Preparing data for the Wipe module

It is of the utmost importance that Wipe is given the best artefact-free, linear data you can muster.

Because Wipe tries to find the true (darkest) background level, any pixel reading that is mistakenly darker than the true background in your image (for example due to dead pixels on the CCD, or a dust speck on the sensor) will cause Wipe to acquire wrong readings for the background. When this happens, Wipe can be seen to "back off" around the area where the anomalous data was detected, resulting in localised patches where gradient (or light pollution) remnants remain. These can often look like halos. Often dark anomalous data can be found at the very centre of such a halo or remnant.

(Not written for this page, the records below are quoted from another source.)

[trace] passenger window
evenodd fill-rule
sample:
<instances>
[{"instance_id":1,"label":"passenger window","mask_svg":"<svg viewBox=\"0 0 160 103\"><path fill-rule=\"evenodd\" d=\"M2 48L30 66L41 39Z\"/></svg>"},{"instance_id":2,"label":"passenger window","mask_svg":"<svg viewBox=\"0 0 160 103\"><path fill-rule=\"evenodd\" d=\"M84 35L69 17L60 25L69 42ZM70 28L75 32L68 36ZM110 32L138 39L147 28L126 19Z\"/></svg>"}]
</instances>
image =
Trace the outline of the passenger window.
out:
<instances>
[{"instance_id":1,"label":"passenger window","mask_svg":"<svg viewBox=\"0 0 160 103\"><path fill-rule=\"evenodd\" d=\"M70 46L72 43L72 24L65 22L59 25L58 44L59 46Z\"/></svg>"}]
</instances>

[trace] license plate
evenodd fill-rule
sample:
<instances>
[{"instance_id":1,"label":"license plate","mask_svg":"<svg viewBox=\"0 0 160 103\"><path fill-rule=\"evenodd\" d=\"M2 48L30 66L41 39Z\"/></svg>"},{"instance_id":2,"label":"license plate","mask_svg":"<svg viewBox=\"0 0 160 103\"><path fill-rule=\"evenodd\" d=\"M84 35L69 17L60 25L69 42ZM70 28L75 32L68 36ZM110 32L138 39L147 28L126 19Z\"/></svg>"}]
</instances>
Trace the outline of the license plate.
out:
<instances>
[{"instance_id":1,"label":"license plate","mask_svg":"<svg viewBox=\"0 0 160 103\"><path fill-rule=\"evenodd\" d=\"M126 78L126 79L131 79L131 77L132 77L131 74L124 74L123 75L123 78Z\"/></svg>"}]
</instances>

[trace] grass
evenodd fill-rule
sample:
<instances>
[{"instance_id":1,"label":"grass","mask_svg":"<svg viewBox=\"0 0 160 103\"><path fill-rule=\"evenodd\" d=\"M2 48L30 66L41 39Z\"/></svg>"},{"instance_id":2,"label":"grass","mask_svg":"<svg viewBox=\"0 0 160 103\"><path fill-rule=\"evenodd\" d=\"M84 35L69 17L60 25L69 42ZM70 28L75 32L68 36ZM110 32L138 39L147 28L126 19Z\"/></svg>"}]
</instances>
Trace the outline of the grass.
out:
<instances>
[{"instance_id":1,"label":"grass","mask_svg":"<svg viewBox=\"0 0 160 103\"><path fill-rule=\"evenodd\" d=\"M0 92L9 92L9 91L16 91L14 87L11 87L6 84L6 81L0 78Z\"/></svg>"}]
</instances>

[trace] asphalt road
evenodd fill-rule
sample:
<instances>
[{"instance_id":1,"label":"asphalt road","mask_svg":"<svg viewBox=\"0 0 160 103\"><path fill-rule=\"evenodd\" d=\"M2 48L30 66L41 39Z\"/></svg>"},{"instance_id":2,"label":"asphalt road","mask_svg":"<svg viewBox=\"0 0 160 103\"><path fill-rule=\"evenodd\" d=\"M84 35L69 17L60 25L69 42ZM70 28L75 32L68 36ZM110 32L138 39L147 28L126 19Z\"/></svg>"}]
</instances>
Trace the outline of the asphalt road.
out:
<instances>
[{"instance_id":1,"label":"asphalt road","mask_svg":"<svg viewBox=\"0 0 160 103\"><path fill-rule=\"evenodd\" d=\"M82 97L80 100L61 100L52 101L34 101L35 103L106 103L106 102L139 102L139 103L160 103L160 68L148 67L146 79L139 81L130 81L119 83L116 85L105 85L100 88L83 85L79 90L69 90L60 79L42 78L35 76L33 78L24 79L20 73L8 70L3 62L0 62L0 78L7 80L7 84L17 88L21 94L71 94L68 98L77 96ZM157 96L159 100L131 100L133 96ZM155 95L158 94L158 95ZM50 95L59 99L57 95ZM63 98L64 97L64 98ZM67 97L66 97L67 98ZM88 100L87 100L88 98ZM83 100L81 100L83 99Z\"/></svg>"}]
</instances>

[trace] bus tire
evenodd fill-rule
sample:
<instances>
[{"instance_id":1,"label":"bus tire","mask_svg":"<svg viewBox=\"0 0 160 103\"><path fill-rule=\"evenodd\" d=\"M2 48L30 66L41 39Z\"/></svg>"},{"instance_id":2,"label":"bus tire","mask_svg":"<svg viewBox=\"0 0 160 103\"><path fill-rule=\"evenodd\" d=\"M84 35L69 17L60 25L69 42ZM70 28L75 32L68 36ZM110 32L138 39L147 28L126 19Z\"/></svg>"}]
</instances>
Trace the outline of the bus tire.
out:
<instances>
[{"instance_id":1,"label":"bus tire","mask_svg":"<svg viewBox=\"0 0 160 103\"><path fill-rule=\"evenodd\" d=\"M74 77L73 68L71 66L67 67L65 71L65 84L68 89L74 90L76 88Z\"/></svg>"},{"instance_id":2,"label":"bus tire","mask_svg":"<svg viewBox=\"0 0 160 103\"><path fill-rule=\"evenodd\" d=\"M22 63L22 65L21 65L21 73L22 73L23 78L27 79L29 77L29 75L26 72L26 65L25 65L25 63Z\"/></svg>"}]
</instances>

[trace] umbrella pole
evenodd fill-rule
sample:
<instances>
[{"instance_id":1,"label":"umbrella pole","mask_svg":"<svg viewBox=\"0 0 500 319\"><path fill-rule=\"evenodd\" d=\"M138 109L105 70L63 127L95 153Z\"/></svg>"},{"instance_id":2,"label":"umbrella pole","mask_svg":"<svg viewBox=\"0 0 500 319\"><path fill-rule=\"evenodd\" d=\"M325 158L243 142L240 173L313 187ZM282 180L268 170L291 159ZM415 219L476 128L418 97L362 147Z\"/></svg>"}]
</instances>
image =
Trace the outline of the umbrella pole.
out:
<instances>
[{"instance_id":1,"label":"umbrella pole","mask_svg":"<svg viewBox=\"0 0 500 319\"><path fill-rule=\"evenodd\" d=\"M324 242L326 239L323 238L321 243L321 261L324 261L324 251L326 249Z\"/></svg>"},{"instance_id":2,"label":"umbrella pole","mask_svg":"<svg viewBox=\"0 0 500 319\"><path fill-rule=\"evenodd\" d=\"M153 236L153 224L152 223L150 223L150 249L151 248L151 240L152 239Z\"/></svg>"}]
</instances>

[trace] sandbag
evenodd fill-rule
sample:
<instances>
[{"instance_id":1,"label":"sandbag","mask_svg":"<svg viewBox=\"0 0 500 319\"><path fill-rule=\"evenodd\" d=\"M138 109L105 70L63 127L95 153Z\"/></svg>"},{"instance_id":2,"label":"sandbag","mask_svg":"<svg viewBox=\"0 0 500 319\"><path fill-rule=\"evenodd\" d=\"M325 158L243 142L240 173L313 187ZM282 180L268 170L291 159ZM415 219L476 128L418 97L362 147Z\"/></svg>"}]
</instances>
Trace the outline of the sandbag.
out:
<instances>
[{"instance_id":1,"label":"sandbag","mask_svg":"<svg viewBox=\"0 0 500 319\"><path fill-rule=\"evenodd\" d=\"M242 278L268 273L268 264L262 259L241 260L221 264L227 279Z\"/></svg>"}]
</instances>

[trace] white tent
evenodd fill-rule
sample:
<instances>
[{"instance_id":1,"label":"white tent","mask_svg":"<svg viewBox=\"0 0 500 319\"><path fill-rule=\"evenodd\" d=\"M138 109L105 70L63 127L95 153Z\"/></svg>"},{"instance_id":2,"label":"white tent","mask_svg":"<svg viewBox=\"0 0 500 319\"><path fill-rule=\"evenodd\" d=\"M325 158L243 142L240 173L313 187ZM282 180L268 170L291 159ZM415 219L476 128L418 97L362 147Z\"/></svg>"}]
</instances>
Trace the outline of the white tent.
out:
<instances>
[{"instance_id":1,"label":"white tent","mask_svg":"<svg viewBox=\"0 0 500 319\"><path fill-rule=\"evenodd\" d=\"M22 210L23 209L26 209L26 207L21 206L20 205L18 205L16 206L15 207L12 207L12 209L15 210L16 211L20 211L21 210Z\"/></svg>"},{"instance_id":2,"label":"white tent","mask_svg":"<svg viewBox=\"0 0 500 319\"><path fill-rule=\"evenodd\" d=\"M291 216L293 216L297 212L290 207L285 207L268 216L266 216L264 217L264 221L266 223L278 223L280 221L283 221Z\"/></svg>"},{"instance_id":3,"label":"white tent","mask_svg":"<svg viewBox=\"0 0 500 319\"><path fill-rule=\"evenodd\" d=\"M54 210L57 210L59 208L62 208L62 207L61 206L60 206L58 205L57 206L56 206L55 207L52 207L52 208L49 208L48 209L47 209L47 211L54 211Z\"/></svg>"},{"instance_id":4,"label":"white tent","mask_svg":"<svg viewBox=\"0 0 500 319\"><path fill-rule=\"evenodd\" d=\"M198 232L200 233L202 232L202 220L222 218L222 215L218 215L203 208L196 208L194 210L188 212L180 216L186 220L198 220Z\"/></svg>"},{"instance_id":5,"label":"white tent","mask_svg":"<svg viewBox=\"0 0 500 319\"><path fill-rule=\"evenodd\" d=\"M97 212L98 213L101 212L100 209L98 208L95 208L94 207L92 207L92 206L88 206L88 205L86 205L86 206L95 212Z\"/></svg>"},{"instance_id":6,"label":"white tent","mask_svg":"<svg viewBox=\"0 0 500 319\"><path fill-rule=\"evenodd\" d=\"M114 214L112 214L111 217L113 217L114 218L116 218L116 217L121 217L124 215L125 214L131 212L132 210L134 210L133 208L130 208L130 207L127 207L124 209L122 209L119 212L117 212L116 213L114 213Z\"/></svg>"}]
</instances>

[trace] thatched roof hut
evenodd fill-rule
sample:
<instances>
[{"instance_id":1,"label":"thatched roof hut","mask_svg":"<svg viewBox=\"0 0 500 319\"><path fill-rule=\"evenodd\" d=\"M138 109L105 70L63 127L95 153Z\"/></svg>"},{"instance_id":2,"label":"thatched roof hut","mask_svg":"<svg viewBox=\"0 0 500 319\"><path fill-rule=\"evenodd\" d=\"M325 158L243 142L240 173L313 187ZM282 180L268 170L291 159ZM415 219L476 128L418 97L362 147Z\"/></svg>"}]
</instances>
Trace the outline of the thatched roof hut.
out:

The reason Wipe backs off is that Wipe (as is the case with most modules in StarTools) refuses to clip your data. Instead Wipe allocates the dynamic range that the dark anomaly needs to display its 'features'. Of course, we don't care about the 'features' of an anomaly and would be happy for Wipe to clip the anomaly if it means the rest of the image will look correct.

Fortunately, there are various ways to help Wipe avoid anomalous data;

  • A 'Dark anomaly filter' parameter can be set to filter out smaller dark anomalies, such as dead pixels or small clusters of dead pixels, before passing on the image to Wipe for analysis.
  • Larger dark anomalies (such as dust specks on the sensor) can be excluded from analysis by, simply by creating a mask that excludes that particular area (for example by "drawing" a "gap" in the mask using the Lassoo tool in the Mask editor).
  • Stacking artefacts should be cropped using the Crop module. Please note that some stackers (e.g. Deep Sky Stacker) can create single column/row pixel stacking artifacts which are easy to miss without zooming in and inspecting the edges of your dataset.

Bright anomalies (such as satellite trails or hot pixels) do not affect Wipe.

Edge located dark anomalies

Stacking artefacts are the most common dark anomalies located at the edges of your image. Failing to deal with them will lead to a halo effect near the edges of your dataset.

Non-edge located dark anomalies

Dust specks, dust donuts, and co-located dead pixels all constitute dark anomalies and will cause halos around them if not taken care of. These type of dark anomalies are taken care of by masking them out so that Wipe will not sample their pixels.